An analysis of the 100 fastest-growing firms in the U.S. (Fortune,
1996) helped to identify the highest-growth industries. Of the 100
fastest-growing firms, 38 were in the High-Technology Sector, 12 were in
the Health Care Sector, and 7 were in the Energy Sector. This suggested
that many high-growth industries would be in these sectors of the
economy.
A list of industries with at least 10 new ventures conducting
initial public offerings during 1987 through 1993 is presented in Table
1 (Inc. Magazine, 1987-1993). The list shows that the most frequently
occurring industrial codes were 7372 (prepackaged software), 2834
(pharmaceutical preparations), and 6712 (bank holding companies).
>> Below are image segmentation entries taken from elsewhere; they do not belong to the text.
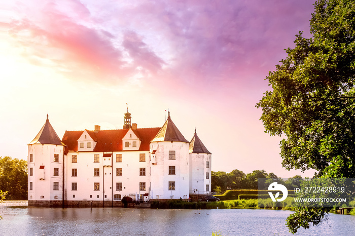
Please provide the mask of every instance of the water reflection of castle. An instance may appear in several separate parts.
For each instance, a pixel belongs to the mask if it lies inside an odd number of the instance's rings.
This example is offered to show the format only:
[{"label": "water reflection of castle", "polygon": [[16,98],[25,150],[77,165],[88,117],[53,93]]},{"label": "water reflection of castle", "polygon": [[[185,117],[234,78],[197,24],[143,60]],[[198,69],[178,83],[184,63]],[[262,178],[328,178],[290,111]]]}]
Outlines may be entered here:
[{"label": "water reflection of castle", "polygon": [[134,200],[183,199],[210,191],[211,154],[195,130],[187,141],[169,112],[161,128],[65,131],[61,141],[47,115],[28,145],[29,206],[116,206]]}]

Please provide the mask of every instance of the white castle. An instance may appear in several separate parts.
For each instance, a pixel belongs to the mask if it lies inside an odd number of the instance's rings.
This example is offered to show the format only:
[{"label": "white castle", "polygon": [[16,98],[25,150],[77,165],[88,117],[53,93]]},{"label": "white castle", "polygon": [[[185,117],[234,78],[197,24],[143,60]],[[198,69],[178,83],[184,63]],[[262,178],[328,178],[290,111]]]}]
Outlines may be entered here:
[{"label": "white castle", "polygon": [[121,205],[134,200],[187,199],[211,190],[211,154],[195,134],[189,142],[168,117],[161,128],[67,131],[49,123],[28,144],[28,205]]}]

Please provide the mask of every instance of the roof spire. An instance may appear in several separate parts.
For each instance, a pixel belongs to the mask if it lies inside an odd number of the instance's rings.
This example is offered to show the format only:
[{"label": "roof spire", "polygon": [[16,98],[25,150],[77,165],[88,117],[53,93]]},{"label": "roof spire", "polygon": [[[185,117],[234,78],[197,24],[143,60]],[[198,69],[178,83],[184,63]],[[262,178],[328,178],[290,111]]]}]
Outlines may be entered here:
[{"label": "roof spire", "polygon": [[129,129],[132,128],[131,125],[131,113],[128,112],[128,104],[126,103],[127,105],[127,113],[125,113],[125,116],[123,116],[124,118],[124,123],[123,125],[123,129]]}]

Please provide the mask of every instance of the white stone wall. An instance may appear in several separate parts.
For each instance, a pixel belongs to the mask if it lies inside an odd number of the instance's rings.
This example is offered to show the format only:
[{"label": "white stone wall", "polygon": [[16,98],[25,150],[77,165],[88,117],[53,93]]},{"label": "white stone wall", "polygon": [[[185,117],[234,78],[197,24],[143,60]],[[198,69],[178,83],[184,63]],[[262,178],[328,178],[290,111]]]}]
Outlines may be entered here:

Furthermore, an analysis of the types of new ventures that went public
indicates that 12 of the 17 most frequently occurring new venture
industry codes were in the high-technology or health care sectors. This
evidence supported the idea that high-technology and health care sectors
were growing rapidly.
To further investigate which industries should be included in this
study, the Standard Industrial Classification Codes were classified as
Health Care Sector and High-Technology Sector for the initial public
offerings between 1987 and 1993 as given in Table 2. The Pharmaceutical,
Biotechnology, and Medical Equipment industries comprised almost 6
percent of the 2,371 initial public offerings during that period. The
Computer, Semiconductor, and Software industries contributed another 6
percent.
High-technology and health care sectors each had more initial
public offerings than any other sector in the U.S. from 1987 to 1993 and
the industries within the high-technology and health care sectors had
more initial public offerings than any other industry except for
banking. Due to the high rates of reorganization and because no banking
firm was listed on the top 100 fastest-growing firms, the banking
industry was not included in the sample for this study.
Venture Selection
Because this research dealt with the performance of new ventures,
three criteria were required. First, the age of the venture was eight
years or less (Biggadike, 1979; Weiss, 1981). Second, ventures were
independent startups rather than corporate ventures (Hofer &
Sandberg, 1987). Third, the ventures were involved in the creation of
goods and services rather than serving as types of financial
instruments.
An initial search found 303 firms qualified for this study. Twenty
five firms were randomly selected from each of the six industries in the
study. The three industries of the health care sector each contribute 25
firms for a total of 75 firms from health care and the three industries
of the high-technology sector each contribute 25 firms for a total of 75
firms from high-technology. The six industries combine for a total
sample of 150 firms. The ventures in the sample were blocked to ensure
equal representation in all 6 industries.
Data Collection
There were four major reasons for selecting Securities and Exchange
Commission initial public offering prospectus filings as a source of new
venture data. First, these filings must meet Securities and Exchange
Commission content standards, and therefore they offer a reliable source
of new venture data (Marino, Castaldi, & Dollinger, 1990). Second,
the standardized form used in initial public offering filings
facilitated the use of content analysis. Third, Securities and Exchange
Commission filings were considered more comprehensive than proposals
submitted to venture capitalists. Finally, because of Securities and
Exchange Commission oversight, the filings were thought to provide more
objective information than questionnaires that may be subject to
rationalization of actions by self-reporting entrepreneurs (McGee,
1994).
High-growth new ventures for this study were taken from the list of
all initial public offerings between 1987 and 1993 as given by
Investment Dealer's Digest (1987-1994). This time period was
selected for three reasons. First, 1987 through 1993 was a time of high
levels of activity for high-growth ventures. Therefore, there was a
relatively large number of new ventures with public information
available. Second, one of the industries in the study, software, was
first identified as a separate industry by the standard industrial
classification system in 1987. Consequently, it was decided that all
data should begin in 1987 to facilitate intra-industry comparisons.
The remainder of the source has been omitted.